Agri Vehicles Insurance from Greenlands

Author Topic: Air Source Heat Pump anyone?  (Read 23806 times)

Possum

  • Joined Feb 2012
  • Somerset
Air Source Heat Pump anyone?
« on: May 16, 2012, 11:14:00 am »
Having just moved into a very old building we know that we are going to have to replace the elderly boiler and even older oil tank, sooner rather than later. We have been investigating Air source heat pumps but have received quite a lot of conflicting information. Does anyone have any experience of them? If so, which variety have you used?
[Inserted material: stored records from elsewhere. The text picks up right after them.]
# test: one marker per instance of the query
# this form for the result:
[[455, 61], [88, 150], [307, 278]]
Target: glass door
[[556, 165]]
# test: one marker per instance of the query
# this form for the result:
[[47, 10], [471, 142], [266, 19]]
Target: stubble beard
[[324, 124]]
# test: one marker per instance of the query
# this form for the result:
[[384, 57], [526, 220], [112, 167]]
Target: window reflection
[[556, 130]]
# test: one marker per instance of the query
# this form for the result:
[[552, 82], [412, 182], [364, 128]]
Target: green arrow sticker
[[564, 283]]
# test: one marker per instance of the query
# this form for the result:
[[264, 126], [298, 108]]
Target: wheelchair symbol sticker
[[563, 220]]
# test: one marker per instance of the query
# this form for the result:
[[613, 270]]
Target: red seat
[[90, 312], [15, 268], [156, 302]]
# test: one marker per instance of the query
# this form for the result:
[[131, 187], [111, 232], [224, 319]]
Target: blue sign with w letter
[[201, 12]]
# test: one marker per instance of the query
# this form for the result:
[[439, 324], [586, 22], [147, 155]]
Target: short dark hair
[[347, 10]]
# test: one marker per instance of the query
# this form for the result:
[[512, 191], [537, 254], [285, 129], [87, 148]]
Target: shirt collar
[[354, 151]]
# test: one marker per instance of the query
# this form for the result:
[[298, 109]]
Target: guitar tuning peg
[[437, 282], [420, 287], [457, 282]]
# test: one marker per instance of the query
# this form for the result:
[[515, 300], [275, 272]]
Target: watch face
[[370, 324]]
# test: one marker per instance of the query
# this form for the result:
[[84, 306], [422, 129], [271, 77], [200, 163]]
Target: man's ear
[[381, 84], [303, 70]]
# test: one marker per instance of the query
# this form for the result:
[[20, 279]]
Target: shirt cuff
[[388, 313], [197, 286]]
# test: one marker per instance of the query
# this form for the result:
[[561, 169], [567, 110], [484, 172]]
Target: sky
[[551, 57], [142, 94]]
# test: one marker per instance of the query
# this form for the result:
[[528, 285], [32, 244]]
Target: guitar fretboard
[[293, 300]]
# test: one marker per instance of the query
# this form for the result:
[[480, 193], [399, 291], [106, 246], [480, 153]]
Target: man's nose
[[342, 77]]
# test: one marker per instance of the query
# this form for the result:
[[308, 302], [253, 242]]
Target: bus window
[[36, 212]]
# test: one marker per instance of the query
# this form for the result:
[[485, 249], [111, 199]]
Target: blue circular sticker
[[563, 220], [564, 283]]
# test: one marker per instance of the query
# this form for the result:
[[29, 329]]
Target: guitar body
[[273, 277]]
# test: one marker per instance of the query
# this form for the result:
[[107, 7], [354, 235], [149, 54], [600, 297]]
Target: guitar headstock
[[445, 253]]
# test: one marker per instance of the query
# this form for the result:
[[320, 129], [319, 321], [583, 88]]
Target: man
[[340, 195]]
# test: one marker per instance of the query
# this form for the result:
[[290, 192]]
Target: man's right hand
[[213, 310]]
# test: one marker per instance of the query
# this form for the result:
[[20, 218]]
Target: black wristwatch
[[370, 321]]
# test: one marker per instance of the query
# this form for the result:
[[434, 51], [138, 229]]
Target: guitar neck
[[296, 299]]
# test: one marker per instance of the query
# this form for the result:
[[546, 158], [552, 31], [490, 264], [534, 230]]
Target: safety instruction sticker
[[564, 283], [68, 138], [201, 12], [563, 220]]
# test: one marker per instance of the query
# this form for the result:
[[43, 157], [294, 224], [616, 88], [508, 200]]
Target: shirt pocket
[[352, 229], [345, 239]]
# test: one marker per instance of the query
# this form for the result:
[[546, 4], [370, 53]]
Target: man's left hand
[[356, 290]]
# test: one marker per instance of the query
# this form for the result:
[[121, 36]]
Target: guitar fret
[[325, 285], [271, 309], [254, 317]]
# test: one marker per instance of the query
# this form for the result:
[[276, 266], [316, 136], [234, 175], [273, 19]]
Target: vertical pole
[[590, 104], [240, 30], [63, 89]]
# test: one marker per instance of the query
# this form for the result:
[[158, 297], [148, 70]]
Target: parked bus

There is no gas supply here and we have concrete floors so ground source heat pumps are impractical. We have good insulation, draftproofing and double glazing.

doganjo

  • Joined Aug 2012
  • Clackmannanshire
  • Qui? Moi?
    • ABERDON GUNDOGS for work and show
    • Facebook
Re: Air Source Heat Pump anyone?
« Reply #1 on: May 16, 2012, 11:29:47 am »
I've only heard of it being used in modern buildings where the insulation is at least of modern Building Standard levels.  However, if your insulation is really good I can see that it shoudl work in old buildings too.  Is it not very expensive though to install in an already built building?  My friend's equipment was partially installed as the building was going up.
Always have been, always will be, a WYSIWYG - black is black, white is white - no grey in my life! But I'm mellowing in my old age

goosepimple

  • Joined May 2010
  • nr Lauder, Scottish Borders
Re: Air Source Heat Pump anyone?
« Reply #2 on: May 16, 2012, 12:10:32 pm »
Hi Possum, my OH and myself are architects and researched this one thoroughly quite recently for our old house - they can be noisy, don't look nice attached to outside of your house, expensive so you really need to stay put, none of which suited us.  We looked at ground source and at a new type of solar panels which do your heating (unusual) as well as your hot water.  All needed extensive works done or a house extension to cope with the apparatus required.  In the end we installed 50mm insulated plasterboard internally on all our external walls and ceilings - made the rooms a wee bit smaller but I can't say I've noticed.  Insulation is definitely the key in old buildings and can make a huge difference - you just don't want to lose the heat you generate, you wan't to keep it in the building - no point in heating it all the time and losing the heat.  Insulate everywhere you can (loft, coombed walls etc).  Put up heavy lined curtains and joiners will put good quality sealants around doors and windows.  We also looked at retro-fitting back boilers to our wood burning stoves, but the amount of money all these things cost in installation doesn't warrant doing it in the first place - hot water for a family of 4 only costs about £250 a year, not loads.  Re-insulating your walls may sound drastic but it costs a lot less.  Stay cosy and have a holiday on the money you might have spent.  All the new gadgetry out there really needs to be designed in to a new build, not retro fitted to an old house.
registered soay, castlemilk moorit  and north ronaldsay sheep, pygmy goats, steinbacher geese, muscovy ducks, various hens, lots of visiting mallards, a naughty border collie, a puss and a couple of guinea pigs

FiB

  • Joined Sep 2011
  • Bala, North Wales
    • Facebook
Re: Air Source Heat Pump anyone?
« Reply #3 on: May 16, 2012, 03:27:41 pm »
Echo what Goospimple says... we had a consultant from CAT do us a survey and ground/air source were the least suitable options for our old converted cowshed (V thick stone walls and good, but not modern/passive standard, insualtion).  In addition he said you have to be very careful if you go ahead as some use really nasty coolants (a nasty carbon footprint in whole life terms) and have lower efficiency co-efficients than you might expecting - only sustainable if you are generating lots of electricity.  They can be a dodgy choice.  Our recommended spend priority (in terms of value/return) was insulation (including improving the standard double glazing that we currently have) and wood fired boiler. It cost us £5k to have 2 new woodburners intalled, one with back boiler and plumbed to run HW and central heating.  He also recommended solar thermal and PV for us, but we dont have the capital at the mo. If you were buying in all your wood, I'm not sure the latter would make sense financially.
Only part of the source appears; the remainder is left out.